Michigan has a temperate climate with well-defined seasons. The warmest temperatures and longest frost-free period are found most generally in the southern part of the lower peninsula; Detroit has a normal daily mean temperature of 49°F (9°C), ranging from 23°F (–5°C) in January to 72°F (22°C) in July. Colder temperatures and a shorter growing season prevail in the more northerly regions; Sault Ste. Marie has a normal daily mean of 40°F (4°C), ranging from 13°F (–11°C) in January to 64°F (18°C) in July. The coldest temperature ever recorded in the state is –51°F (–46°C), registered at Vanderbilt on 9 February 1934; the all-time high of 112°F (44°C) was recorded at Mio on 13 July 1936. Both sites are located in the interior of the lower peninsula, away from the moderating influence of the Great Lakes.
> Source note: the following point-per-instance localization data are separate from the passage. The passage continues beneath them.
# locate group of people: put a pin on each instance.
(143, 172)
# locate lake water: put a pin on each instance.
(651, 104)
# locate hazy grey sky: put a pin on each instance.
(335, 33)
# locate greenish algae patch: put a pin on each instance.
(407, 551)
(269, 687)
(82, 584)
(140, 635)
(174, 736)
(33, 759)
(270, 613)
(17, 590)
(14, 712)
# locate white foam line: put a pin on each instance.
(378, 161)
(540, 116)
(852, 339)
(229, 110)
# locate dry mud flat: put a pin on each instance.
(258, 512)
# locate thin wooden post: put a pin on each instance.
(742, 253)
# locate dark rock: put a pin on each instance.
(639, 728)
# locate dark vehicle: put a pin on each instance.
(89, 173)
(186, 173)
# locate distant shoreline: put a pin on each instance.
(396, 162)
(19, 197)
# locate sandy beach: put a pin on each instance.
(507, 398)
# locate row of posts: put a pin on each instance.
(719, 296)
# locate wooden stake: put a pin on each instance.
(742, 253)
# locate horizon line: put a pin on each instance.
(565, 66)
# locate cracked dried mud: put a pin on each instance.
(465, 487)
Detroit had an average annual precipitation (1971–2000) of 32.9 in (83.6 cm). The greatest snowfall is found in the extreme northern areas, where cloud cover created by cold air blowing over the warmer Lake Superior waters causes frequent heavy snow along the northern coast; Houghton and Calumet, on the Keweenaw Peninsula, average 183 in (465 cm) of snow a year, more than any other area in the state. Similarly, Lake Michigan's water temperatures create a snow belt along the west coast of the lower peninsula.
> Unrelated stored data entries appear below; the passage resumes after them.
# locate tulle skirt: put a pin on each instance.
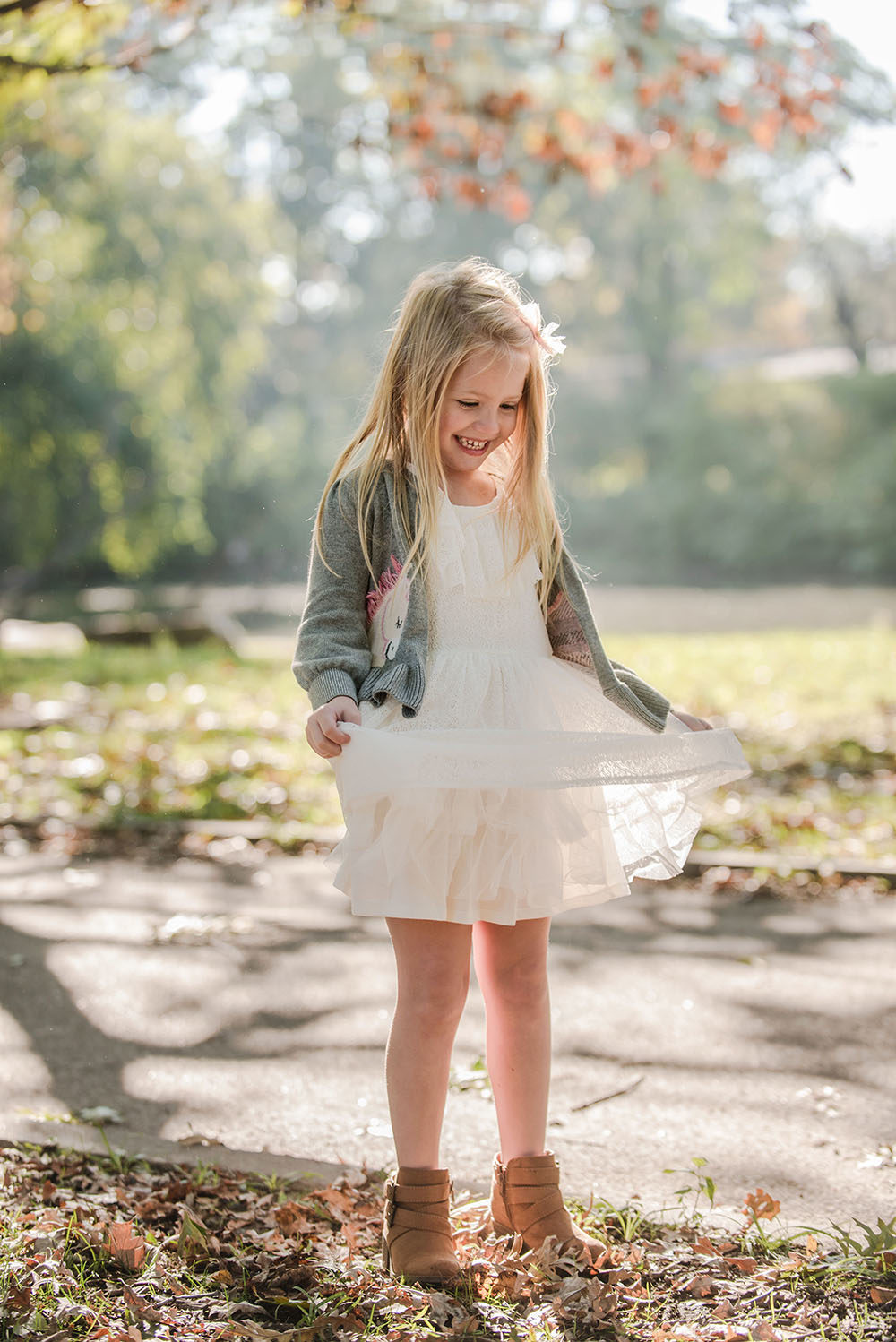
(518, 791)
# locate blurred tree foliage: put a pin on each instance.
(140, 317)
(189, 318)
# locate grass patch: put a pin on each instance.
(127, 1250)
(118, 737)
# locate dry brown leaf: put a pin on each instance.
(125, 1247)
(340, 1202)
(291, 1218)
(140, 1309)
(761, 1205)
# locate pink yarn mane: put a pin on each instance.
(386, 581)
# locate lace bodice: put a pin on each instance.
(475, 603)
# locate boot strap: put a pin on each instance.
(405, 1218)
(424, 1193)
(528, 1178)
(538, 1210)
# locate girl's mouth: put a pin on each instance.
(474, 446)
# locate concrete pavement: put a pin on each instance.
(246, 1004)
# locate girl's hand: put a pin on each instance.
(694, 724)
(323, 729)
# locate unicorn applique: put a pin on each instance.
(386, 612)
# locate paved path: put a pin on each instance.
(247, 1005)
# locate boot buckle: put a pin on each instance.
(389, 1202)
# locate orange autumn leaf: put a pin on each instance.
(761, 1205)
(731, 112)
(125, 1247)
(765, 129)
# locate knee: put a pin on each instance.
(518, 984)
(436, 997)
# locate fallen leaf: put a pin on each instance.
(125, 1247)
(291, 1218)
(140, 1309)
(761, 1205)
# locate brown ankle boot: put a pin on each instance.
(526, 1200)
(416, 1231)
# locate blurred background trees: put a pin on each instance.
(208, 229)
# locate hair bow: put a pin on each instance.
(547, 337)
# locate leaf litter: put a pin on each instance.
(116, 1250)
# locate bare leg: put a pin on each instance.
(512, 967)
(432, 961)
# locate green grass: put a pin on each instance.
(90, 1248)
(167, 733)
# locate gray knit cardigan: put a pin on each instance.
(340, 652)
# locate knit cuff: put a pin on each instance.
(332, 684)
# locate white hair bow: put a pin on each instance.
(547, 337)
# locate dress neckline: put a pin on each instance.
(475, 507)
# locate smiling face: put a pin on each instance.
(480, 411)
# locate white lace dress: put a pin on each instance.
(518, 789)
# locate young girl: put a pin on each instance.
(494, 765)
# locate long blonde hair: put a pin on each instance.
(448, 314)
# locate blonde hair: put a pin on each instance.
(451, 313)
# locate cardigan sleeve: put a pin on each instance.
(650, 698)
(333, 655)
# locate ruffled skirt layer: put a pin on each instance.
(517, 792)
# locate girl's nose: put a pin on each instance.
(487, 425)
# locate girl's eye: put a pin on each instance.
(471, 406)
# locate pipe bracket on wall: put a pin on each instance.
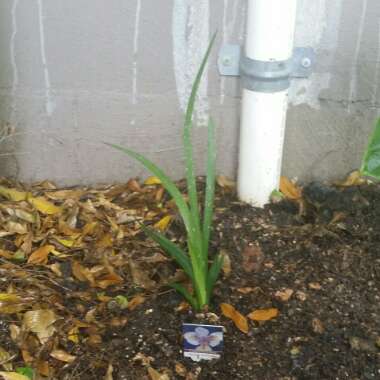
(265, 76)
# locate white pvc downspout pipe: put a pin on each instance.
(270, 38)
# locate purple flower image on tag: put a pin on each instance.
(202, 341)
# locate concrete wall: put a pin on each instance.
(74, 73)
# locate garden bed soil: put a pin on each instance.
(316, 260)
Cloudy days are more common in Michigan than in most states, in part because of the condensation of water vapor from the Great Lakes. Detroit has sunshine, on average, only 32% of the days in December and January, and only 49% year-round. The annual average relative humidity at Detroit is 81% at 7 AM, dropping to 60% at 1 PM; at Sault Ste. Marie, the comparable percentages are 85% and 67%, respectively. The southern half of the lower peninsula is an area of heavy thunderstorm activity. Late spring and early summer are the height of the tornado season.